2005 Fortune Innovation Conference

30 Nov & 1 Dec New York City
Fortune magazine’s annual conference has focused the last couple of years on the topic of innovation. The first Fortune conference I attended was in NYC back in 2001, just a couple of weeks after the 911 attacks on New York and DC. That conference was all about the busted tech bubble, and featured Gary Hamel, who at the time was heralding Enron as a prototype for a wildly successful firm, one that moves quick to totally dominate new market opportunities.

You don’t hear much from Gary any more…wonder why?

In any case, back to innovation. The event was in the new Jazz Centre at the Time Warner building on Columbus Circle; much better than a hotel ball room. The Fortune staff went out of their way to ensure the two days stayed on time, that all the attendees had fun, and all were well fed. Not an easy feat with 1,000 people in attendance.
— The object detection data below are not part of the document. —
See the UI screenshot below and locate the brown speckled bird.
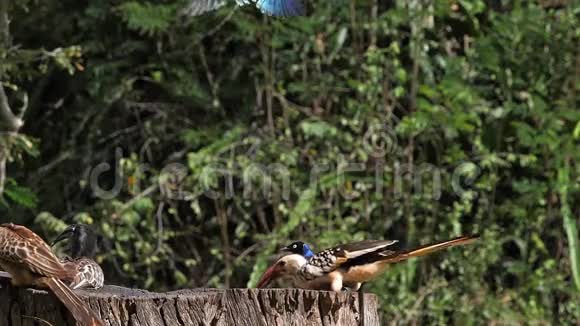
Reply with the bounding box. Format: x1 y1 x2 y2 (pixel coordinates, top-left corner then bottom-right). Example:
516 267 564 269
0 223 103 326
52 224 105 289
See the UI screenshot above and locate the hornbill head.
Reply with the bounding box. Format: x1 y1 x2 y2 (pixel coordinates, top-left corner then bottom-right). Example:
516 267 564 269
280 241 314 258
258 254 308 288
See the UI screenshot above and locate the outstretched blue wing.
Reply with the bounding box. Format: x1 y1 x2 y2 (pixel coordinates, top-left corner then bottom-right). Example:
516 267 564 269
186 0 304 16
185 0 226 16
256 0 304 16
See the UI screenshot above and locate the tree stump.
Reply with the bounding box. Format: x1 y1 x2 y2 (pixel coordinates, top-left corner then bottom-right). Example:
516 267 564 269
0 275 380 326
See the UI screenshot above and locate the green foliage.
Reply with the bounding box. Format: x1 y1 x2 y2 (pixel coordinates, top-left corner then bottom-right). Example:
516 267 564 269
0 0 580 325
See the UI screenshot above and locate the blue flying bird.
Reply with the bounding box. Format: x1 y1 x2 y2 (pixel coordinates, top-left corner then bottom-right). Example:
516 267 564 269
186 0 304 17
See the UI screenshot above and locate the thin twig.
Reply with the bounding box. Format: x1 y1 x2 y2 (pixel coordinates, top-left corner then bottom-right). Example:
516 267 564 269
22 315 54 326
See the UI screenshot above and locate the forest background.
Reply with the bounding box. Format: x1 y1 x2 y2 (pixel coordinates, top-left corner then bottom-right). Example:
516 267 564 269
0 0 580 325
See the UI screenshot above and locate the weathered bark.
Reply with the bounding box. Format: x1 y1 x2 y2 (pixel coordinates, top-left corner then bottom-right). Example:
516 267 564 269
0 275 380 326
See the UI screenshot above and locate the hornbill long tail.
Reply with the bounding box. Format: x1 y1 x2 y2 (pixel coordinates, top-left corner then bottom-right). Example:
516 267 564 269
258 235 479 292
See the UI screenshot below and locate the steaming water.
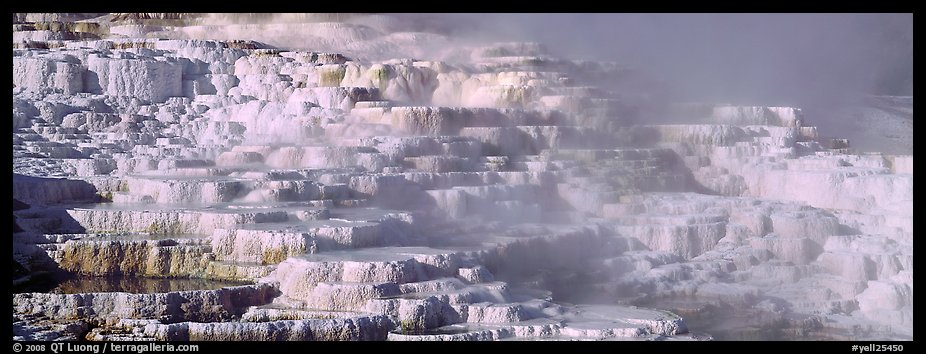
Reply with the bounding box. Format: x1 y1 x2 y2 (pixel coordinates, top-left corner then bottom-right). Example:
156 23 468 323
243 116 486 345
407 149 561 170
13 275 249 294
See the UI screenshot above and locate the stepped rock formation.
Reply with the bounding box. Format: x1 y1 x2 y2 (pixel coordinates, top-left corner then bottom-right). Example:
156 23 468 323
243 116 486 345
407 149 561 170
12 14 913 341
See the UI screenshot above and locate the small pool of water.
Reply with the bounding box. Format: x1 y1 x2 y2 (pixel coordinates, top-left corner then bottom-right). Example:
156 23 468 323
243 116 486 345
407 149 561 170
13 275 250 294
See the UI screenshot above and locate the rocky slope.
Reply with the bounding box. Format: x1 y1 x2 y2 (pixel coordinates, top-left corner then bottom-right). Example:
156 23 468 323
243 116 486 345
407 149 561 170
13 14 913 340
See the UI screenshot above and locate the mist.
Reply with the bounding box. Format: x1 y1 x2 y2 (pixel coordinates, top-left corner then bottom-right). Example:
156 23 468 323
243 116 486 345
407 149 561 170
445 14 913 105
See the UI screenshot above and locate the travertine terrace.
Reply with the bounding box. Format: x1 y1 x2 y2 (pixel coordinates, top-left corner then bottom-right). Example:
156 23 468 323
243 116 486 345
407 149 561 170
12 14 913 341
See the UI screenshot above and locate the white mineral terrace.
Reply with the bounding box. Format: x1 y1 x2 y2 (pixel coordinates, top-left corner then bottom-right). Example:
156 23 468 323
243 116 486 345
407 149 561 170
12 14 913 341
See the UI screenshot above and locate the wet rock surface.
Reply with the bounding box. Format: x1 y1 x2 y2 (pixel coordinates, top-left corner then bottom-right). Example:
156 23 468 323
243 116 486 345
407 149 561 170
12 14 913 341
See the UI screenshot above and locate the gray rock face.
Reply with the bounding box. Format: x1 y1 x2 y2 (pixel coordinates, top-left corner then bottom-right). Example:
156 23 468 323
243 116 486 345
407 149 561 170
12 14 913 341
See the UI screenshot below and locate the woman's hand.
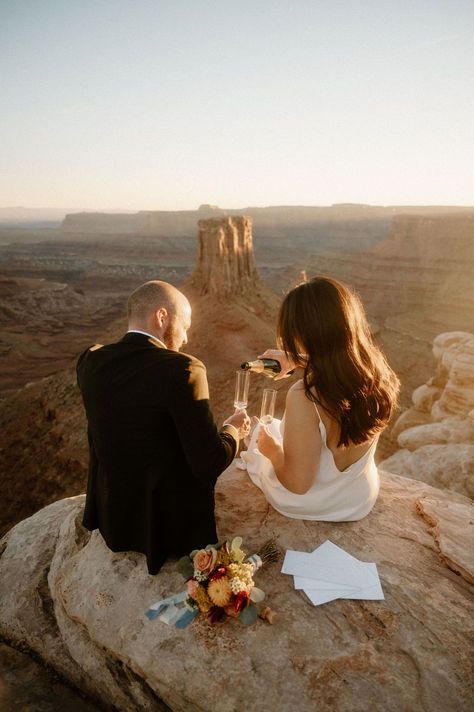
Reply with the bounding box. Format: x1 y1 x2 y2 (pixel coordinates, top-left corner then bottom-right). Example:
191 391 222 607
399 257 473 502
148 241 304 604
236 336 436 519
257 425 283 463
224 408 250 439
258 349 298 381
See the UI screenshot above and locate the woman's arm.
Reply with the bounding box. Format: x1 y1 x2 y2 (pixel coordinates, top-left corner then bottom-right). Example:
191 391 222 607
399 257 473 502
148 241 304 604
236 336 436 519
257 381 321 494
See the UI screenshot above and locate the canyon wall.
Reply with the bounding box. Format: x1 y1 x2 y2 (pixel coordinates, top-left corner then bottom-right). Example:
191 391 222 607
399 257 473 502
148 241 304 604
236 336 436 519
300 212 474 440
380 332 474 498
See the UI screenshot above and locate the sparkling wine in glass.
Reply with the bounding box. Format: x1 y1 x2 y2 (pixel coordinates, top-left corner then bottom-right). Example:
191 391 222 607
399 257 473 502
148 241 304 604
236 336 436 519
234 369 250 410
260 388 277 425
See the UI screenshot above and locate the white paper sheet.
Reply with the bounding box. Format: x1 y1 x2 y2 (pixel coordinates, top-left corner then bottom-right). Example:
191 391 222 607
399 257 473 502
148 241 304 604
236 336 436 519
281 540 384 605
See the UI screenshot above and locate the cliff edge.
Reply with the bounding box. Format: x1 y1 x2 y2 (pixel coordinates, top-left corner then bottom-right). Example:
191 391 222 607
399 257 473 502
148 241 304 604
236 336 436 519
0 466 474 712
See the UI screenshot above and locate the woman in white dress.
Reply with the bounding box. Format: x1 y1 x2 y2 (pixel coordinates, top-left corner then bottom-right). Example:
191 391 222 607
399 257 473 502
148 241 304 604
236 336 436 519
244 277 399 521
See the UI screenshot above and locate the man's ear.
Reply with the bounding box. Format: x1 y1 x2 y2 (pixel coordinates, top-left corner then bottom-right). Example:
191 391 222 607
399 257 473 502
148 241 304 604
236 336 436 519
155 307 168 329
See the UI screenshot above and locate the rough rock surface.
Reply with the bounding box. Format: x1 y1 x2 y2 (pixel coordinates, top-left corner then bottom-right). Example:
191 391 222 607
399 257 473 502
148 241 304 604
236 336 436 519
0 466 474 712
191 216 259 299
381 331 474 497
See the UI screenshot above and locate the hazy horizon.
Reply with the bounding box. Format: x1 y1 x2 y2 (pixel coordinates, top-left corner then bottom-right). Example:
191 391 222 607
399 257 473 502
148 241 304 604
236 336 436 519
0 0 474 212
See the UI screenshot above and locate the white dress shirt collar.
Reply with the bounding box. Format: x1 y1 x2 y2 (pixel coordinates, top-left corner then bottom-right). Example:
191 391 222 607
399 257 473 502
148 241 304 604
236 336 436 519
127 329 168 349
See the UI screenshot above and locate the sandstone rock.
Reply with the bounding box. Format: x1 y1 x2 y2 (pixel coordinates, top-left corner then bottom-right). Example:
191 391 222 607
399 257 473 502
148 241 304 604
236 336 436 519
191 216 258 298
416 497 474 584
380 331 474 497
433 331 472 361
380 443 474 497
0 467 474 712
391 408 431 440
411 384 441 413
398 417 474 450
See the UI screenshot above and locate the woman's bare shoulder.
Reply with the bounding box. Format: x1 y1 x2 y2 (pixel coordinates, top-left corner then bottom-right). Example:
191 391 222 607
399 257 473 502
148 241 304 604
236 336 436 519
288 378 304 395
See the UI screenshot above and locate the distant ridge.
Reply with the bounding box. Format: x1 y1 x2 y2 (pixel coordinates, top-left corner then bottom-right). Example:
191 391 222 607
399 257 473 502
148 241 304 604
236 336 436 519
62 203 474 237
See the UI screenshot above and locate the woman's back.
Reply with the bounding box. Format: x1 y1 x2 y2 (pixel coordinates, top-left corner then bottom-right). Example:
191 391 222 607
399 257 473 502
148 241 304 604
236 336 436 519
244 382 379 521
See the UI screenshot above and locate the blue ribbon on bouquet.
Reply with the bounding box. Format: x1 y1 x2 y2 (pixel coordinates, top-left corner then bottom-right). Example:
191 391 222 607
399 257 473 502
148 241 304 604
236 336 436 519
145 591 199 628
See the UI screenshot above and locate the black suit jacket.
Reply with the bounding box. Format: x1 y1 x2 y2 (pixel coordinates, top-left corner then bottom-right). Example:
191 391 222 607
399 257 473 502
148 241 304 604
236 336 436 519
77 333 237 574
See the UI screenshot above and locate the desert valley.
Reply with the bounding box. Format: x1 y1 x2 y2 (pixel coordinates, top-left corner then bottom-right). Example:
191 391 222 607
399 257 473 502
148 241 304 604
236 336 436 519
0 204 474 710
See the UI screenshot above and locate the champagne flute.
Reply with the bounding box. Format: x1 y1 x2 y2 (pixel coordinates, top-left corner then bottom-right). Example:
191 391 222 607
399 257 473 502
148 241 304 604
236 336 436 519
234 369 250 410
260 388 277 425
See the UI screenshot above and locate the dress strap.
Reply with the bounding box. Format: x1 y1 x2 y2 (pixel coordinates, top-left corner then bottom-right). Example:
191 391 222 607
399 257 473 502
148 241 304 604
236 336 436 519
311 401 327 447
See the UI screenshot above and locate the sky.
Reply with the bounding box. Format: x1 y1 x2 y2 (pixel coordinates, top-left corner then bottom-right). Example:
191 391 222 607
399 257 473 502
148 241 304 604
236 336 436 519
0 0 474 210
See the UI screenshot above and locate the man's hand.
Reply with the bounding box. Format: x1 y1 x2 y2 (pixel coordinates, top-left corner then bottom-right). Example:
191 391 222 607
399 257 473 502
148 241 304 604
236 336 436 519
258 349 298 381
224 409 250 439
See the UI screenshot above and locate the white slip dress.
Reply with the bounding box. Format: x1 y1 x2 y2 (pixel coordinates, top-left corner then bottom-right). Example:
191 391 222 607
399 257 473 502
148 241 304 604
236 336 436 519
241 404 380 522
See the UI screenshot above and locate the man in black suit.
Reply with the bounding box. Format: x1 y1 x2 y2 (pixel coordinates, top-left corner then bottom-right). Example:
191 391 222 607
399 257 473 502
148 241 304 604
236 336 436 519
77 281 250 574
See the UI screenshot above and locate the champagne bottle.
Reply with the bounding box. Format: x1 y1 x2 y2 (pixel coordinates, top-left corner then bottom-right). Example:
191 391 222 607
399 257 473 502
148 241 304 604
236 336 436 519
240 358 295 378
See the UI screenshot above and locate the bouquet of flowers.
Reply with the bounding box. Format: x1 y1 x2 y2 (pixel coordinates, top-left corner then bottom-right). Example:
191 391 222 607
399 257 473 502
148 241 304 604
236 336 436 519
146 537 279 628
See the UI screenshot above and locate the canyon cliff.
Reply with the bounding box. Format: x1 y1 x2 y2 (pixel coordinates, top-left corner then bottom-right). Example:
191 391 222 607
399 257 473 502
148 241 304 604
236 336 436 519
0 466 474 712
380 332 474 498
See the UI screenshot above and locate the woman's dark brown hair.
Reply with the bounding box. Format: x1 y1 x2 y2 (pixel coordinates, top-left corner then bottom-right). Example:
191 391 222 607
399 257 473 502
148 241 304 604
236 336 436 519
278 276 400 447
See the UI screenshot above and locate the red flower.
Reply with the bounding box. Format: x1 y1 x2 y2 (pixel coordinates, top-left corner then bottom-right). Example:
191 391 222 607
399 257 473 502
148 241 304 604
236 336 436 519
208 566 225 581
234 591 249 613
207 606 225 623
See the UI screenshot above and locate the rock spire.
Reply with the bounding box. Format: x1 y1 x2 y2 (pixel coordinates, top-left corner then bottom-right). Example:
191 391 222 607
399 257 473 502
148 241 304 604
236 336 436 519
191 216 259 297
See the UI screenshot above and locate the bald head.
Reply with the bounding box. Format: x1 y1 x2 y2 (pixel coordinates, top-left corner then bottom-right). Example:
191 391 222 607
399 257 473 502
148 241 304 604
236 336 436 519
127 280 191 351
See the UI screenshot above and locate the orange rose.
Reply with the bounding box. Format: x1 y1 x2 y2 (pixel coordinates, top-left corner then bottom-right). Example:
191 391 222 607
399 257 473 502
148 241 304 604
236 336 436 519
186 579 199 598
193 548 217 574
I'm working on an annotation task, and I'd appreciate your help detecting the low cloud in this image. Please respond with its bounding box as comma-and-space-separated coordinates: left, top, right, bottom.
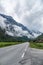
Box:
0, 0, 43, 32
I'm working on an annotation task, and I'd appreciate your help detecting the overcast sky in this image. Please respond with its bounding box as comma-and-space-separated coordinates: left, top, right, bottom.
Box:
0, 0, 43, 32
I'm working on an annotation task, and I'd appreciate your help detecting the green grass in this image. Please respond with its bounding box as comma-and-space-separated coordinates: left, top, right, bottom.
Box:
30, 42, 43, 49
0, 42, 22, 48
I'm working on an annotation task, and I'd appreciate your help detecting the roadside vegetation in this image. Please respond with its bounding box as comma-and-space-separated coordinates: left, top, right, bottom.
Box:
30, 42, 43, 49
0, 42, 23, 48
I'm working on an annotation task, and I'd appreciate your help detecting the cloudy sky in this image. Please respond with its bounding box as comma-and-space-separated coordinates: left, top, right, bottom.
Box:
0, 0, 43, 32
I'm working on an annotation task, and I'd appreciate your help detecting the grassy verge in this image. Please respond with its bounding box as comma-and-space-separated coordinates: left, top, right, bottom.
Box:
30, 42, 43, 49
0, 42, 23, 48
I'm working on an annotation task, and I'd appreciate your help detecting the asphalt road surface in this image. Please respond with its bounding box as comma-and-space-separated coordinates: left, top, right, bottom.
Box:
0, 42, 43, 65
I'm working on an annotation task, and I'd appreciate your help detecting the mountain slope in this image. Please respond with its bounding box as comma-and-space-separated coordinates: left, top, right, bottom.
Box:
0, 14, 41, 40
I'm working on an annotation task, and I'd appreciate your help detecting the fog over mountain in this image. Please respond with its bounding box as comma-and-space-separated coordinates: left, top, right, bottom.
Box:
0, 0, 43, 32
0, 14, 41, 38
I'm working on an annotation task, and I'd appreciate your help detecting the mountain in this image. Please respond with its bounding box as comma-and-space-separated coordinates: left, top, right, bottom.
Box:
0, 14, 41, 40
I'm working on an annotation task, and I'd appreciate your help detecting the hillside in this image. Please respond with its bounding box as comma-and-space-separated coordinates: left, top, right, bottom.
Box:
33, 34, 43, 42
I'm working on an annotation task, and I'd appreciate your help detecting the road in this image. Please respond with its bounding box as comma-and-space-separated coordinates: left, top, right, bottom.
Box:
0, 42, 43, 65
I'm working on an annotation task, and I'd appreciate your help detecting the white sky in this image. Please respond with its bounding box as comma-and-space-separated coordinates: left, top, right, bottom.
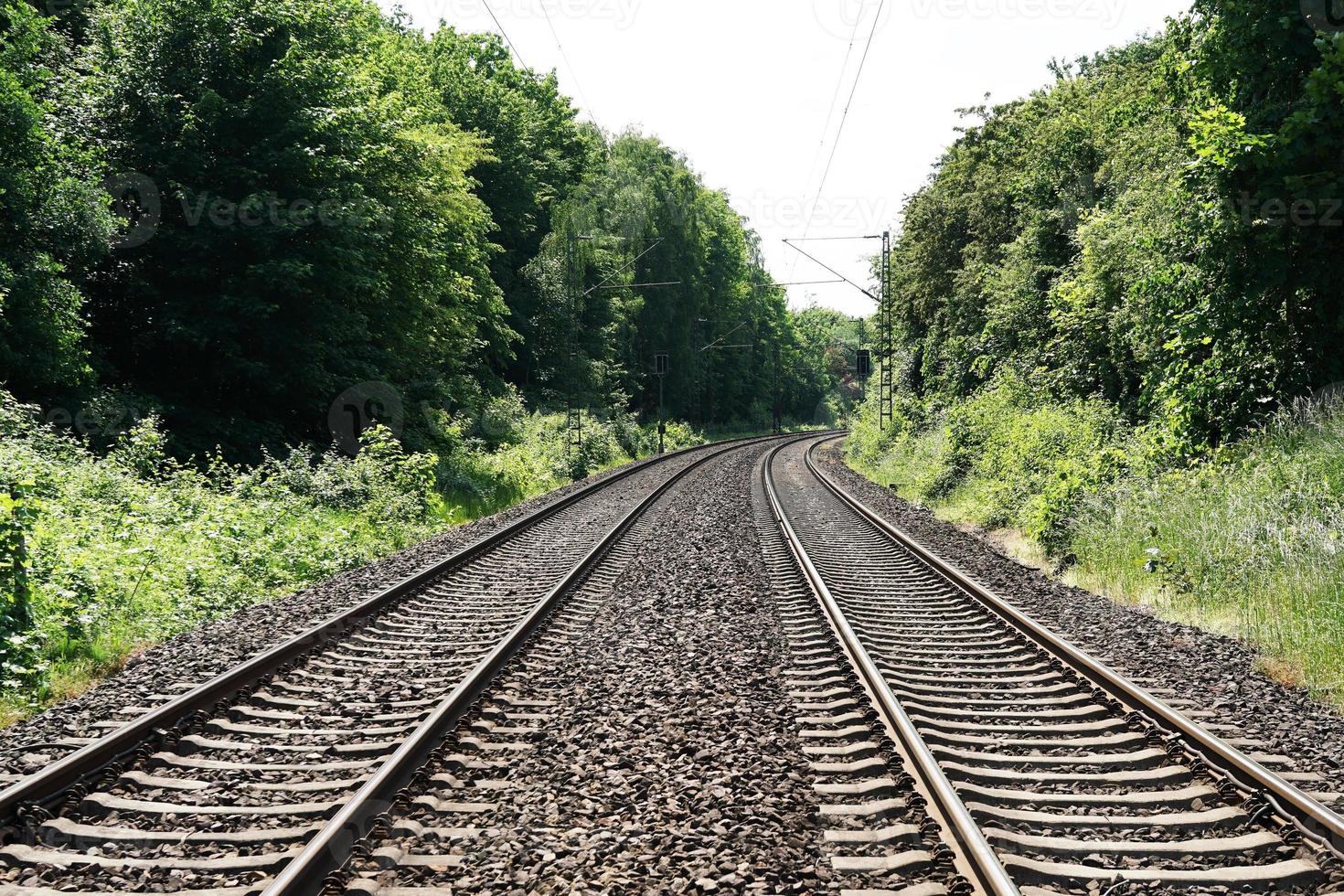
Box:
379, 0, 1189, 315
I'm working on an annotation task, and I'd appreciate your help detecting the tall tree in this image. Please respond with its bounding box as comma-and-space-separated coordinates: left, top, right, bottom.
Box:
88, 0, 509, 453
0, 3, 112, 399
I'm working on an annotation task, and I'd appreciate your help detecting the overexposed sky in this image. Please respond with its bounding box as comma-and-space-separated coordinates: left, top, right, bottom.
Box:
379, 0, 1189, 315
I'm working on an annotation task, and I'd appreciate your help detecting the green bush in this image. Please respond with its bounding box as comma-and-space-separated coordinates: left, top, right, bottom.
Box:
847, 387, 1344, 702
848, 373, 1133, 553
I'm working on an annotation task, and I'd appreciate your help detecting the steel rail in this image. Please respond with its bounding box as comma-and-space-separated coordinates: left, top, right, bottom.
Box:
262, 434, 812, 896
806, 435, 1344, 854
0, 437, 764, 824
762, 439, 1020, 896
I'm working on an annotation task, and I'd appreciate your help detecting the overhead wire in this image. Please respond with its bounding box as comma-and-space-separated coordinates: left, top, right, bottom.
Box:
795, 0, 887, 292
537, 0, 606, 145
481, 0, 528, 69
789, 3, 864, 280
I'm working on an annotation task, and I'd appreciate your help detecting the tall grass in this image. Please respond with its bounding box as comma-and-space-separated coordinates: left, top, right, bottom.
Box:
0, 391, 701, 725
1072, 399, 1344, 704
848, 381, 1344, 705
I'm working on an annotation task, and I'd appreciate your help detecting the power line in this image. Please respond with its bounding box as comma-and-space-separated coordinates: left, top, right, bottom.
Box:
537, 0, 606, 145
803, 0, 887, 252
481, 0, 528, 69
789, 4, 863, 277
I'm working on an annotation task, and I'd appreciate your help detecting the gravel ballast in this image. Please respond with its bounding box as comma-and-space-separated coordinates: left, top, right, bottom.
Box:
359, 443, 828, 893
0, 456, 677, 770
817, 444, 1344, 808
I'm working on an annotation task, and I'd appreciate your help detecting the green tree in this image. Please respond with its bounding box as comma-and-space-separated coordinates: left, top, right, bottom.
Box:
0, 3, 111, 399
88, 0, 511, 454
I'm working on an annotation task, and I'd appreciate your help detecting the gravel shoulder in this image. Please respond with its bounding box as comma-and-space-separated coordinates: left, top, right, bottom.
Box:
0, 459, 656, 770
368, 450, 828, 895
817, 444, 1344, 808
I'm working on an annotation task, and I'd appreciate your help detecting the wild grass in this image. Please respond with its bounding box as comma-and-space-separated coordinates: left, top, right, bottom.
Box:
1072, 400, 1344, 705
848, 384, 1344, 705
0, 392, 701, 725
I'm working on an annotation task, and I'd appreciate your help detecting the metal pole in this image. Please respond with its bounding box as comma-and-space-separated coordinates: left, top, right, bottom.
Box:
772, 336, 784, 435
878, 229, 896, 430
The topics surrounded every conceivable aspect of innovation, but the speakers themselves could have been much better.

Here’s some of what I took away:
Sir Ken Robinson (http://www.speakers.ca/robinson_ken.aspx) pointed at that all successful organizations put innovation at their core; that when young, people believe much more in themselves and are less self conscious about being wrong; and that everyone is or can become creative (your job title might not make it sound that way, but that’s up to you to rectify the situation).

Change is being driven by technology and demography (the free flow of ideas and of people), and that the hard part of creating an innovation organization is to make these (and other valuable) concepts operational. Ken also said the most obvious but, for some unknown reason hard to grasp in the U.S., concept: education is the key to innovation and one must be careful to not confuse raising standards with standardization (such as standardization through testing).

Many of the speakers, including Fred Smith, FedEx founder & CEO and Scott Cook, Intuit (Quicken and QuickBooks) founder, innovate in the most simple manner. No rocket science nor engineered life forms were required for FedEx to talk the USPS into flying the overnight mail (and saving the Postal Service $300 million a year to boot).

I think the one thing all true innovators have in common is curiosity and a thirst for knowledge…about anything. So think about that the next time one of you guys tells me I’m boring because I know how the best Kona coffee beans have been trained to grow on vines like grapes.

The Fortune conference has inspired me to make innovation something that can be modeled and, more importantly, repeated. I’m fond of saying that marketing is a rigorous science with intentional inputs and predictable outputs. The idea of now modeling the process of innovation fascinates me.

I’ve been going to NYC for business for the last 15 years but, until this trip, hadn’t spent more than a day there in three years. Observations:

New York City isn’t a melting pot, it’s a blender;
The people there work very hard;
It’s as expensive as London (food, transportation, martinis);
New Yawkers are more paranoid than ever (especially after 911).